Previously, Mount Sinai Queens transferred hundreds of heart attack patients yearly to the Mount Sinai Hospital in Manhattan for treatment. Now, these patients in need will get care from a specialized team onsite in western Queens.

“Achieving the quality of cardiac care offered at the world-renowned Mount Sinai Hospital in Manhattan is now possible in the borough of Queens. This is a great demonstration of our institutions’ commitment to serving the most diverse parts of our New York City population,” said George Dangas, MD, PhD, Chief of Cardiology at Mount Sinai Queens.

Dr. Dangas mentioned this expansion showcases the tenacity of the hospital after the harsh toll the COVID-19 pandemic had on them.

“Expanding the Cardiology Division at Mount Sinai Queens to include a full service catheterization laboratory shows how well we have bounced back from the pandemic that hit the borough of Queens incredibly hard, and we are proud of this new achievement,” Dr. Dangas said.

The cath lab will also provide elective procedures to patients. This includes stenting for blocked coronary arteries that cause chest pain or shortness of breath; catheterizations in measure the function in heart failure patients to better manage their symptoms; and implanting pacemakers and defibrillators in patients with abnormal heart rhythms.
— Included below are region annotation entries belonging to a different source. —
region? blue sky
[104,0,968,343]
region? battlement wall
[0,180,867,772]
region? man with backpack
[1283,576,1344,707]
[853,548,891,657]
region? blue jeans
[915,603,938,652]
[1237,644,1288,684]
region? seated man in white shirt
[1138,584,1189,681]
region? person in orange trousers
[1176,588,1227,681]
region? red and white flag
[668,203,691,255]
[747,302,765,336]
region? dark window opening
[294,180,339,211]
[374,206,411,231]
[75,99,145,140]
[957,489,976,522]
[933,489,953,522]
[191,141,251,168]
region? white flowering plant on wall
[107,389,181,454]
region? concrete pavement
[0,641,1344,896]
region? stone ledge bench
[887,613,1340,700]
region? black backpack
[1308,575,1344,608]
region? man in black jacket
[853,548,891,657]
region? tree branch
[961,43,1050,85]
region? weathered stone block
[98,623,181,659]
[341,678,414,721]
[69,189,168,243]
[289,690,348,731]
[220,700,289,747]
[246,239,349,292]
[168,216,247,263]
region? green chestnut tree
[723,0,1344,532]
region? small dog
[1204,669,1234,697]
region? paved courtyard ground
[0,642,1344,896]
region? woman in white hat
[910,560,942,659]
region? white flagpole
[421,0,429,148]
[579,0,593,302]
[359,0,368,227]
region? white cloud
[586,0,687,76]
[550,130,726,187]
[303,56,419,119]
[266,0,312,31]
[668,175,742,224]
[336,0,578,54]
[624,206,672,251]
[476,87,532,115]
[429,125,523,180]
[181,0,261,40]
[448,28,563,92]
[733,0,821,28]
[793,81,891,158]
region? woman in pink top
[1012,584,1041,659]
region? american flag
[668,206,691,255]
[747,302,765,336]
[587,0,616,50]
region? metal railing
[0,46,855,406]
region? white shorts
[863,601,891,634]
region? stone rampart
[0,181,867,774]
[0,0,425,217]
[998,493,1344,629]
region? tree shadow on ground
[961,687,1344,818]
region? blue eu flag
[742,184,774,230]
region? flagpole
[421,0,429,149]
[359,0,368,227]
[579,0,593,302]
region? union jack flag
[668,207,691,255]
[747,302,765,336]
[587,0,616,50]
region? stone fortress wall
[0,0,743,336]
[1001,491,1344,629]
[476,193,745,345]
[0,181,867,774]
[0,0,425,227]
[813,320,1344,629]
“We are so proud of the innovative spirit of the cardiac team at Mount Sinai Queens. We celebrate their dedication to the community, saving lives every day,” says David Reich, MD, president of Mount Sinai Hospital and Mount Sinai Queens.

This new lab in Astoria will have the ability to fully integrate treatment with Mount Sinai in Manhattan, allowing patients who receive serious and invasive cardiovascular procedures in Manhattan to have evaluations or aftercare in the Queens facility.

“This is another example of Mount Sinai Queens treating the local community in their own backyard, making it a destination for high-quality care,” said Cameron R. Hernandez, MD, Executive Director and Chief Operating Officer of Mount Sinai Queens. “The Catheterization Lab is a great addition to the cardiac services that Mount Sinai Queens provides. Cardiac care will be further enhanced at the end of this year with the opening of a new Mount Sinai Health System Cardiovascular Institute at Mount Sinai Queens.”